While there are a number of investigative methods to gain information, or more importantly evidence against a suspect, one method is through direct surveillance of that suspect including foot surveillance. Naturally the investigating officers’ dress code will vary according to the circumstances of the investigation at that particular time. Be it static observations or one where the suspect is being followed, the officer will have to dress accordingly that will enable them to blend in the area. As such there is no specific dress code for surveillance work. This can also apply to counter terrorism investigators when meeting their informants. For officers not engaged in surveillance work this may be different but again it depends upon the dress code for each states’ detective officers. For example, in the UK detectives are predominantly expected to wear office/business attire while working in their office or making enquiries. Again the dress code is open to change should those officers be attending a scene be it premises subject to a search or where a terrorist incident has occurred. This could entail less formal wear such as denim jeans and training shoes, but most officers will wear a protective body vest and a police baseball cap. Unlike the UK, in most states’ detective units they are likely to also carry a firearm, usually a 9mm semi-automatic pistol.

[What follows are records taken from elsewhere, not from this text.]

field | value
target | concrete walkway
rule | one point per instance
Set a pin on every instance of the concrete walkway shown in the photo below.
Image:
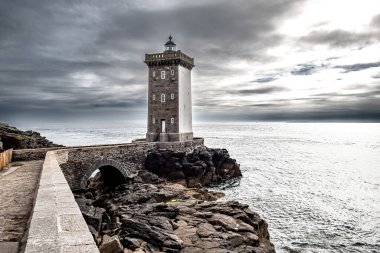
(18, 186)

Terrorism related investigations are complex, especially in the unfortunate occurrences where the investigations follow a terrorist attack resulting in police officers and staff from police departments outside the counter terrorism units attending the scene. Regarding officers not wearing a police uniform, it can be difficult for the observer to identify which department the various officers work in and what roles they carry out. To summarise, the most visible and identifiable are uniform officers assisting at scenes by policing the outer cordon to an incident to help preserve a crime scene as well as forensic police staff working inside that cordon searching for evidence. Also, more readily identifiable are officers from a state’s specialised firearms unit who attend to make safe a location where a terrorist attack has or is taking place, or, to secure and make safe premises linked to terrorist activity that are to be searched. It is other police officers, normally those who are part of specialised units that investigate suspected terrorist or terrorist acts, that are more difficult to identify as to what their role is. As they carry out various forms of investigation, especially surveillance work, it is necessary that they dress according to the role and area they are working in.
Dr David Lowe is principal lecturer at the Liverpool Centre for Advanced Policing, part of Liverpool John Moores University’s School of Humanities and Social Science.